Un des objectifs du maire de Creil, je pense, est de sauver l'hôpital de Creil en faisant le sacrifice de celui de Senlis. Mais il est parfaitement conscient que la disparition de l'hôpital de Senlis va laisser le terrain libre au secteur privé. Une opération de privatisation importante fragiliserait l'hôpital de Creil lui-même, qui connaît déjà de réelles difficultés. D'une part, le manque de lits ; les urgences sont en permanence en surcharge. L'extension devait amener 100 lits supplémentaires, il n'y en aura que 50. D'autre part, le personnel est extrêmement serré et doit même être réduit, ce dont se défend l'ARS. La réduction du personnel est déjà en route à Senlis. Le directeur, Duval, qui était directeur-adjoint à Amiens, avait pour fonction de casser toute forme de riposte du personnel de Senlis et de le réduire, par le biais d'un incitation au départ, du non-remplacement des départs en retraite et de la réduction, dans un premier temps, du personnel administratif et technique des hôpitaux de Creil, Senlis et bientôt Paul-Doumer. Dans un deuxième temps, l'ARS souhaite réduire le personnel soignant d'abord à Senlis puis à Creil.

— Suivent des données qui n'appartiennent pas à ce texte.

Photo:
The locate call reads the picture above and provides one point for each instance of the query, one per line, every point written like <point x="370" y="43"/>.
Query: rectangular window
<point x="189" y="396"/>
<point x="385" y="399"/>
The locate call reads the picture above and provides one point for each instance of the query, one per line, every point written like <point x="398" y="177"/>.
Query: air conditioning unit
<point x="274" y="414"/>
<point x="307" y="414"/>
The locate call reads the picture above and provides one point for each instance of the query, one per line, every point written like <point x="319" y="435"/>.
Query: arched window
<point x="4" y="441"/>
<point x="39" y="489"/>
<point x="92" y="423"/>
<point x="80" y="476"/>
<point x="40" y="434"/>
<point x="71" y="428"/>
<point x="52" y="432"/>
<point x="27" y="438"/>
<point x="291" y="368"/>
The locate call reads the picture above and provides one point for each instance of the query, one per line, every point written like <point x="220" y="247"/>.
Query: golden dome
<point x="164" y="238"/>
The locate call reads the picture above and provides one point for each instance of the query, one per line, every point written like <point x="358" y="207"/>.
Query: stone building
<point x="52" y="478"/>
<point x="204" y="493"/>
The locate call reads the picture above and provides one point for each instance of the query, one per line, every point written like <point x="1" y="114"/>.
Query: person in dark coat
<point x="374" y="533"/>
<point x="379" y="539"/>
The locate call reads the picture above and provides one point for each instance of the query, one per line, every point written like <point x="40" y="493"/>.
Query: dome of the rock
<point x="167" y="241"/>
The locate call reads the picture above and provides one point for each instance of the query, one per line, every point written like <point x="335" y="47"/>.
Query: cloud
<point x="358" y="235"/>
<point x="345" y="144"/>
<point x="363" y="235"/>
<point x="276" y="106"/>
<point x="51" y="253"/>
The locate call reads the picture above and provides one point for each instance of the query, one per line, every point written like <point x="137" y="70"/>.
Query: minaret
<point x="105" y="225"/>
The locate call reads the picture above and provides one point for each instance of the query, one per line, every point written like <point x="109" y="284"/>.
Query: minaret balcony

Comment se positionne le maire UMP de Senlis, Jean-Christophe Canter ?

Il a une position très faible sur le plan politique. Son nom apparaît en permanence dans des affaires pas claires… Il était opposé à la fusion mais il l'a laissée faire, théoriquement réduite à la fusion administrative des deux hôpitaux. Il s'agissait évidemment d'une stratégie de dissimulation de la part de l'ARS qui disait ne vouloir fusionner que les administrations. Donc ceux qui sont en situation de faiblesse disent «Ce n'est pas très grave, c'est même une attitude raisonnable qui consiste à mutualiser les administrations des hôpitaux…» Mais ça veut dire augmentation du chômage des personnels. Et on sait bien que, dans toute la France, toutes les fusions administratives sont le point de départ d'une fusion des services d'hospitalisation.